Start Model Training
- After setting the training parameters, click “Train Model” to start training. (If no settings are made, the system default parameters will be used.)

- During training, make sure to keep this tab open. Switching pages or closing the browser may interrupt the training process.

Training Process Monitoring
- During model training, you can click the “Learn More” button to view training monitoring data.
- - Accuracy per Epoch: The proportion of model predictions that match the actual results within one epoch (i.e., one complete iteration over the entire training dataset).
- Loss per Epoch: A quantitative measure of the error between the model’s predicted values and the true values during that epoch.

- - - Accuracy Line Chart per Epoch
- The blue line (acc) represents the model’s accuracy on the training data for each epoch. From the chart, you can see that as the number of epochs increases, the training accuracy rises rapidly and eventually stabilizes near 1.0, indicating that the model is increasingly fitting the training data well. The orange line (test acc) represents the model’s accuracy on the test data for each epoch. It rises slightly at first but quickly stabilizes around 0.6, much lower than the training accuracy. This shows that while the model performs very well on the training data, its performance on unseen test data is moderate, indicating limited generalization ability.
- Loss Line Chart per Epoch
- The blue line (loss) represents the model’s loss on the training data for each epoch. The loss decreases rapidly as training progresses and stabilizes at a very low level, consistent with the trend observed in training accuracy, showing that prediction errors on the training data are decreasing. The orange line (test loss) represents the model’s loss on the test data for each epoch. It decreases initially but then stabilizes at a value higher than the training loss. Combined with the test accuracy, this indicates that prediction errors on the test data are larger than on the training data, further demonstrating that the model is overfitting the training data and has suboptimal generalization on unseen data.

Step 5: Model Validation¶

After the model training is complete, you can use the validation area to test the model’s performance. The validation is done by real-time audio capture via the microphone. Tip: Testing with new audio that was not used during training better reflects the model’s actual performance.
Bring the audio source close to the microphone and play the new, unseen audio for testing, then observe the real-time classification results.

Step 6: Model Deploy¶

Once the model validation results meet your requirements, you can proceed to deployment.
- Go to “Deploy” → Click “Export Model”.
The platform supports exporting the model as a .zip file, making it easy to use in other environments or for further development.
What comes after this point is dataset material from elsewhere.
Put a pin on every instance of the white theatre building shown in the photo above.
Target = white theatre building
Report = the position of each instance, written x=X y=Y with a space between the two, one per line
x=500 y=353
After validation, the model can push prediction results in real time. Click “Real-time Result Push” to synchronize the output to the SIoT platform. Hardware can receive the data from the platform and perform corresponding actions based on it.
Although the data is sent to the SIoT platform in real time, it is not stored in the platform's database, so it cannot be viewed via the SIoT web interface.

Common Issues in Model Training¶

During the model training process, you may encounter various issues such as slow training speed, unsatisfactory accuracy, or improper parameter settings. The following section summarizes common problems and their solutions to help you complete model training more smoothly.

Common Issue

Possible Causes and Solutions

Low Model Accuracy

Possible Causes:• Insufficient amount of sample data.• Imbalanced sample categories.Solutions:• When adding sample data, ensure each category includes samples with varying volumes and recording environments (not just background noise from training).• Try to keep the number of samples in each category balanced to improve model accuracy.

Long Training Time

Possible Causes:• Batch size is set too small, causing the model to process fewer samples per iteration and prolonging training time.• Too many epochs are set, leading the model to repeatedly learn the same data.Solutions:• Increase the batch size appropriately so the model processes more samples per iteration, speeding up training.• Adjust the number of epochs reasonably based on the dataset size and task needs to avoid unnecessary retraining.